“I'm Good with Myself”: A Conversation with Laverne Cox

It's hard to say which is rarer: meaty, star-making roles for trans actors or careers that cross over from reality TV to acting. Laverne Cox has both. She competed on VH1's I Want to Work for Diddy, developed/starred in that network's makeover show TRANSform Me, and now she steals scenes as Sophia on Netflix's phenomenal women's prison comedy-drama Orange is the New Black. In case you are behind, OITNB is so compulsively captivating that it feels less like a show and more like a life event: I didn't so much watch it as I felt it happening.

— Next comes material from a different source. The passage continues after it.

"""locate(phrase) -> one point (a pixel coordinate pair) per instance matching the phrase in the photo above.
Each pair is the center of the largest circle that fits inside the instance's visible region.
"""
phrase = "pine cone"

There's no blueprint for Cox's life, no precedent for current or future success. And yet she is in the somewhat paradoxical position of representing the entire trans community in pop culture. She does this almost single-handedly given the dearth of trans stars. I talked to her about this, her insecurities, her role, and her dating life last week at the Gawker office (or more specifically, on the Gawker office's roof). Full disclosure: I've known Laverne for about five years and interviewed her several times when I worked at VH1. She is a friend. Fuller disclosure: I couldn't be prouder of her success.

An edited transcription of our conversation is below.

RJ: We've talked about you being sensitive about the way you are represented. Do you think being trans fuels that sensitivity?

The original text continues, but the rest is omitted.